Financial records—The location of prior years’ tax returns, along with the whereabouts of information that will be needed in completing your return for the current year.
Real estate and personal property information—An itemized listing of the assets you own, or information on where and through whom that information can be accessed.
Keeping your confidential data secure
You can store this information in the traditional way, with paper documents. Place important papers in a safe deposit box or other secure place. You may choose to provide certain information on a “need to have” basis. For example, the person you name as executor under your will and your lawyer should both know the whereabouts of your will and other key personal information. Other people should know where they can access pertinent information when they need to.

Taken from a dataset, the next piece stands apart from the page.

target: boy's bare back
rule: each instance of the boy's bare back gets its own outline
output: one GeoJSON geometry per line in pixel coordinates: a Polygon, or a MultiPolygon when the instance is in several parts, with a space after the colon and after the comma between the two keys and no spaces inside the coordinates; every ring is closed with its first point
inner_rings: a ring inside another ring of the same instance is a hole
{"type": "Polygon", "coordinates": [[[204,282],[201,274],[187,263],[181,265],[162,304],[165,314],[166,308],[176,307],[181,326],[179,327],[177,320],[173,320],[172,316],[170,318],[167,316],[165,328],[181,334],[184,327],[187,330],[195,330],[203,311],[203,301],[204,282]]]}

Limit what you carry around with you—you’ll normally want to leave your Social Security card and credit cards you don’t regularly use at home.
Storing your data online
Today, more people keep their personal information accessible by computer. This can be very convenient—but it can also put our data within reach of people who might want to steal our information, violate our privacy and possibly steal our money. The Federal Trade Commission (FTC) reminds us of several security steps to take:
Know who you’re giving your information to. Scammers may approach you pretending to be the IRS, a company you have an account with, your bank, or a family member. Unless you are absolutely sure the person is who they say they are, don’t click on links in an email. The FTC suggests that you instead search for the company name and directly contact them there.
Keep passwords private. Select a “strong” password for bank accounts, health data and other information you would not want others to access without your permission. A “strong” password has letters, numbers, special characters and upper-case letters: for example, instead of using your mom’s name— “Bessie Allen”—for your password, jazz it up to “B3$$1e @11en.”
Encrypt your data. Keep your browser secure. Install encryption software that scrambles information you send over the internet. Look for a “lock” icon on the status bar of your internet browser to be sure that information will be safe when you transmit it.
Think about what you store on your laptop or other mobile device. Don’t have a stored user name and password that would let a thief right in. Be sure you’re using a secure wireless network. Use caution when sending personal information over a public wireless network in a restaurant, hotel or airport.
Buying a new computer? Use a wipe utility program to remove all your own data from the hard drive of your old computer. If you’re disposing of a smartphone or other mobile device, visit the manufacturer’s website to learn how to delete your information.